Doctor Sleep (The Shining, #2)(92)
Rose opened her eyes, sat up, and swung her feet onto the carpet. One of them struck the empty canister and she kicked it away. The Sidewinder t-shirt she had pulled on before lying down was damp; she reeked of sweat. It was a piggy smell, entirely unattractive. She looked unbelievingly at her hand, which was scraped and bruised and swelling. Her fingernails were going from purple to black, and she guessed she might lose at least two of them.
“But I didn’t know,” she said. “There was no way I could.” She hated the whine she heard in her voice. It was the voice of a querulous old woman. “No way at all.”
She had to get out of this goddam camper. It might be the biggest, luxiest one in the world, but right now it felt the size of a coffin. She made her way to the door, holding onto things to keep her balance. She glanced at the clock on the dashboard before she went out. Ten to two. Everything had happened in just twenty minutes. Incredible.
How much did she find out before I got free of her? How much does she know?
No way of telling for sure, but even a little could be dangerous. The brat had to be taken care of, and soon.
Rose stepped out into the pale early moonlight and took half a dozen long, steadying breaths of fresh air. She began to feel a little better, a little more herself, but she couldn’t let go of that fluttering sensation. The feeling of having someone else inside her—a rube, no less—looking at her private things. The pain had been bad, and the surprise of being trapped that way was worse, but the worst thing of all was the humiliation and sense of violation. She had been stolen from.
You are going to pay for that, princess. You just messed in with the wrong bitch.
A shape was moving toward her. Rose had settled on the top step of her RV, but now she stood up, tense, ready for anything. Then the shape got closer and she saw it was Crow. He was dressed in pajama bottoms and slippers.
“Rose, I think you better—” He stopped. “What the hell happened to your hand?”
“Never mind my f*cking hand,” she snapped. “What are you doing here at two in the morning? Especially when you knew I was apt to be busy?”
“It’s Grampa Flick,” Crow said. “Apron Annie says he’s dying.”
CHAPTER ELEVEN
THOME 25
1
Instead of pine-scented air freshener and Alcazar cigars, Grampa Flick’s Fleetwood this morning smelled of shit, disease, and death. It was also crowded. There were at least a dozen members of the True Knot present, some gathered around the old man’s bed, many more sitting or standing in the living room, drinking coffee. The rest were outside. Everyone looked stunned and uneasy. The True wasn’t used to death among their own.
“Clear out,” Rose said. “Crow and Nut—you stay.”
“Look at him,” Petty the Chink said in a trembling voice. “Them spots! And ’e’s cycling like crazy, Rose! Oh, this is ’orrible!”
“Go on,” Rose said. She spoke gently and gave Petty a comforting squeeze on the shoulder when what she felt like doing was kicking her fat Cockney ass right out the door. She was a lazy gossip, good for nothing but warming Barry’s bed, and probably not very good at that. Rose guessed that nagging was more Petty’s specialty. When she wasn’t scared out of her mind, that is.
“Come on, folks,” Crow said. “If he is going to die, he doesn’t need to do it with an audience.”
“He’ll pull through,” Harpman Sam said. “Tougher’n a boiled owl, that’s Grampa Flick.” But he put his arm around Baba the Russian, who looked devastated, and hugged her tight against him for a moment.
They got moving, some taking a last look back over their shoulders before going down the steps to join the others. When it was just the three of them, Rose approached the bed.

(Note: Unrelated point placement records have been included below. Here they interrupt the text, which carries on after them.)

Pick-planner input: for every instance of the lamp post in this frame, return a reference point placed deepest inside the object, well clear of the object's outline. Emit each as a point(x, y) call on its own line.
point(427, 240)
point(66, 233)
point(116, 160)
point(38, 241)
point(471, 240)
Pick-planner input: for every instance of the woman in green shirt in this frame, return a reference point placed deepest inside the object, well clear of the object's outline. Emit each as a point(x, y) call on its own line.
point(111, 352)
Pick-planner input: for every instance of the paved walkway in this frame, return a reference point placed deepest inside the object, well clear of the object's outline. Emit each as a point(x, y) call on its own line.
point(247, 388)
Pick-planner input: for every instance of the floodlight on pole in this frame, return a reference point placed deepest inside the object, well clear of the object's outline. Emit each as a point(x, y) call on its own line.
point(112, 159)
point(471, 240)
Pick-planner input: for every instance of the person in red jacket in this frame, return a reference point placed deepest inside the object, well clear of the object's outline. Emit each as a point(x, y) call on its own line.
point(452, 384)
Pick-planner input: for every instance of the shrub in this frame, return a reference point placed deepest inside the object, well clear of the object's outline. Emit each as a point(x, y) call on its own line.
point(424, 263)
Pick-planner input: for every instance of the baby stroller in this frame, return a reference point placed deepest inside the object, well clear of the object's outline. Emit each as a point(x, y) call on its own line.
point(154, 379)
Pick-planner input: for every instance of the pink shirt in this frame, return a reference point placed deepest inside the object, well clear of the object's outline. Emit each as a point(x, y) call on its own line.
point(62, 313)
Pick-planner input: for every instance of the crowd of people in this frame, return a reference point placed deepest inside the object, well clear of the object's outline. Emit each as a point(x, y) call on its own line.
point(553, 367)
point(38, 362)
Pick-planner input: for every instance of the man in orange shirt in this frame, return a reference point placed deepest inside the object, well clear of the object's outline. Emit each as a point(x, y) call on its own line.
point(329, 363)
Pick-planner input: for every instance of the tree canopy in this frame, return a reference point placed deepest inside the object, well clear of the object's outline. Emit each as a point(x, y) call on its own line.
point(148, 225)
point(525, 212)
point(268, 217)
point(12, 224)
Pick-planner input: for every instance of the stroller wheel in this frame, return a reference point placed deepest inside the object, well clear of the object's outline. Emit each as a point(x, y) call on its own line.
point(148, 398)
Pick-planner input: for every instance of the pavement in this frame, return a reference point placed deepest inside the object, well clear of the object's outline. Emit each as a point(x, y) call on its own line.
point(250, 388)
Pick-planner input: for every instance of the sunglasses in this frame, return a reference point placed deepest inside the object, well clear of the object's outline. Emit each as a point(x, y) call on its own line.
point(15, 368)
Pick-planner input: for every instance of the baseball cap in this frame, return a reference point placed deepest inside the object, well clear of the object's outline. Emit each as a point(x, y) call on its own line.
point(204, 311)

Grampa Flick stared up at her without seeing her. His lips had pulled back from his gums. Great patches of his fine white hair had fallen out on the pillowcase, giving him the look of a distempered dog. His eyes were huge and wet and filled with pain. He was naked except for a pair of boxer shorts, and his scrawny body was stippled with red marks that looked like pimples or insect bites.
She turned to Walnut and said, “What in hell are those?”
“Koplik’s spots,” he said. “That’s what they look like to me, anyway. Although Koplik’s are usually just inside the mouth.”
“Talk English.”
Nut ran his hands through his thinning hair. “I think he’s got the measles.”
Rose gaped in shock, then barked laughter. She didn’t want to stand here listening to this shit; she wanted some aspirin for her hand, which sent out a pain-pulse with every beat of her heart. She kept thinking about how the hands of cartoon characters looked when they got whopped with a mallet. “We don’t catch rube diseases!”
“Well . . . we never used to.”
She stared at him furiously. She wanted her hat, she felt naked without it, but it was back in the EarthCruiser.
Nut said, “I can only tell you what I see, which is red measles, also known as rubeola.”
A rube disease called rubeola. How too f*cking perfect.
“That is just . . . horseshit!”
He flinched, and why not? She sounded strident even to herself, but . . . ah, Jesus God, measles? The oldest member of the True Knot dying of a childhood disease even children didn’t catch anymore?